Graduate Institute of Applied Physics, National Chengchi University, Taipei, Taiwan.
Research Center for Mind, Brain and Learning, National Chengchi University, Taipei, Taiwan.
Magn Reson Med. 2019 Mar;81(3):1486-1498. doi: 10.1002/mrm.27496. Epub 2018 Sep 11.
Lipid contamination can complicate the metabolite quantification in MR spectroscopic imaging (MRSI). In addition to various experimental methods demonstrated to be feasible for lipid suppression, the postprocessing method is beneficial in the flexibility of applications. In this study, the signal space projection (SSP) algorithm is proposed to suppress the lipid signal in the MRSI.
The performance of lipid suppression using SSP and SSP combined with the Papoulis-Gerchberg (PG) algorithm (PG+SSP) is examined in 2D MRSI data and the results were compared with outer volume saturation (OVS) methods. Up to 10 lipid spatial components were extracted by SSP from lipid signals in the range of 0.8~1.5 ppm.
Our results show that most lipid signals were found in the first 4 to 5 components and that lipid signals on the spectra can be suppressed using 4 to 5 components. Metabolites concentrations were quantified using LCModel. Two regions of interest (ROIs) were manually selected on the peripheral and inner brain regions. The quantification of metabolites in terms of fitting reliability (CRLB) and spatial variations within ROIs (SpaVar) is improved using SSP. When 5 to 6 components were used in SSP and PG+SSP, the metabolite concentrations and the associated SpaVar and CRLB are at the same level as those from the OVS.
We have demonstrated that the SSP method can be used to suppress the lipid signals of MRSI and SSP with 5 to 6 components is suggested to have a similar suppression performance as the OVS method.
脂质污染可能会使磁共振波谱成像(MRSI)中的代谢物定量变得复杂。除了已经证明各种可行的实验方法来抑制脂质外,后处理方法在应用的灵活性方面也具有优势。在本研究中,提出了信号空间投影(SSP)算法来抑制 MRSI 中的脂质信号。
在 2D MRSI 数据中检查了 SSP 和 SSP 与 Papoulis-Gerchberg(PG)算法(PG+SSP)结合使用时的脂质抑制性能,并将结果与外体积饱和(OVS)方法进行了比较。SSP 从 0.8-1.5ppm 范围内的脂质信号中提取了多达 10 个脂质空间分量。

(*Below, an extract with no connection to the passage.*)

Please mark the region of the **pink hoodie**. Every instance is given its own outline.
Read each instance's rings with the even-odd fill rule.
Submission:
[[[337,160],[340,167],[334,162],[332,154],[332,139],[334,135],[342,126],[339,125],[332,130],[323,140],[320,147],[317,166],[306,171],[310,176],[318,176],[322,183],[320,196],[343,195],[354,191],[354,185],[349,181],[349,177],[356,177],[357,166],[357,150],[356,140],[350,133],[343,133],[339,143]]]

我们的结果表明,大多数脂质信号存在于前 4 到 5 个分量中,并且可以使用 4 到 5 个分量来抑制谱上的脂质信号。使用 LCModel 定量代谢物。手动在大脑的外周和内部区域选择了两个感兴趣区域(ROI)。使用 SSP 提高了代谢物定量的拟合可靠性(CRLB)和 ROI 内的空间变化(SpaVar)。当在 SSP 和 PG+SSP 中使用 5 到 6 个分量时,代谢物浓度以及相关的 SpaVar 和 CRLB 与 OVS 相同。
我们已经证明了 SSP 方法可用于抑制 MRSI 的脂质信号,并且建议使用 5 到 6 个分量的 SSP 具有与 OVS 方法相似的抑制性能。